Use of Estimates Accounting estimates are an integral part of the condensed consolidated financial statements. These estimates require the use of judgments and assumptions that may affect the reported amounts of assets, liabilities, revenues, and expenses in the periods presented. The Company believes that the accounting estimates and related assumptions employed by the Company are appropriate and the resulting balances are reasonable under the circumstances. However, due to the inherent uncertainties involved in making estimates, actual results could differ from original estimates, requiring adjustments to these amounts in future periods.
Cash and Cash Equivalents The Company’s cash equivalents are classified within Level 1 of the fair value hierarchy because they are valued using observable inputs that reflect quoted prices in active markets for identical instruments.
Restricted Cash Restricted cash is recorded in “Other non-current assets” on the Company’s Condensed Consolidated Balance Sheets
Derivative Instruments In the normal course of business, the Company is exposed to global market risks, including the effect of changes in certain commodity prices, interest rates, and foreign currency exchange rates, and may enter into derivative contracts, such as forwards, options, swaps, or other instruments, to manage these risks. Derivative instruments are recorded on the Condensed Consolidated Balance Sheets in either “Other current assets” or “Current portion of lease liabilities and other current liabilities” and are measured at fair value.
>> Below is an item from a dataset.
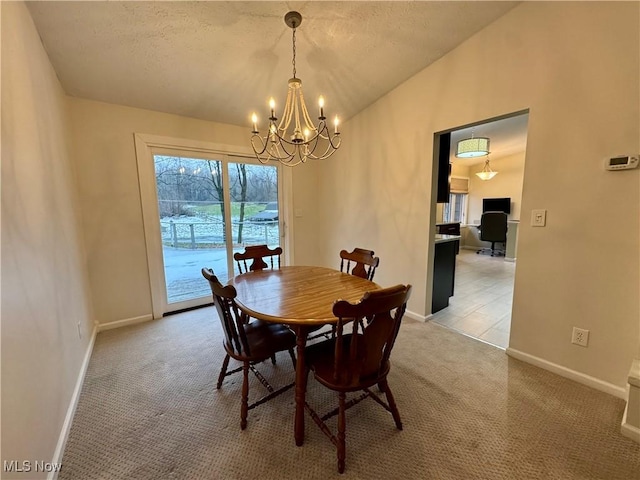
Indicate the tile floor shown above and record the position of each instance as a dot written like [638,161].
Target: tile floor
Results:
[483,294]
They are classified within Level 2 of the fair value hierarchy because they are valued using observable inputs other than quoted prices in active markets. For commodity contracts, the Company records gains and losses resulting from changes in fair value in “Cost of revenues” in the Condensed Consolidated Statements of Operations and cash flows in “Cash flows from operating activities” in the Condensed Consolidated Statements of Cash Flows. The Company also may enter into master netting agreements with its counterparties to allow for netting of transactions with the same counterparty. The Company does not utilize derivative instruments for trading or speculative purposes.
Revenues The Company primarily recognizes revenue from the sale of EVs. The Company’s contract liabilities are primarily related to payments for vehicles collected prior to delivery of the EV, generally satisfied within one quarter or less, and over-the-air (“OTA”) vehicle software updates.
Concentration of Risk
Counterparty Credit Risk

Financial instruments that potentially subject the Company to concentration of counterparty credit risk consist of cash and cash equivalents, restricted cash, customer deposits, derivative instruments, and debt to the extent the ABL Facility lenders are not able to extend credit. The Company is exposed to credit risk to the extent that its cash balance with a financial institution is in excess of Federal Deposit Insurance Company insurance limits. The degree of counterparty credit risk will vary based on many factors, including the duration of the transaction and the contractual terms of the agreement. Management evaluates and approves credit standards and oversees the credit risk management function related to investments. As of December 31, 2022 and March 31, 2023, all of the Company’s cash, cash equivalents, and restricted cash were distributed across several large financial institutions that management believes are of high credit quality. These amounts are typically in excess of insured limits. In addition, the counterparties to the Company’s derivative instruments are financial institutions that management believes are of high credit quality.

Supply Risk
The Company is subject to risks related to its dependence on its suppliers, the majority of which are single source providers of parts or components for the Company’s products. Any inability or unwillingness of the Company’s suppliers to deliver necessary input materials or product components, including semiconductors, at timing, prices, quality, and volumes that are acceptable to the Company could have a material impact on Rivian’s business, prospects, financial condition, results of operations, and cash flows. Fluctuations in the cost of input materials or product components and supply interruptions or shortages could materially impact the Company’s business.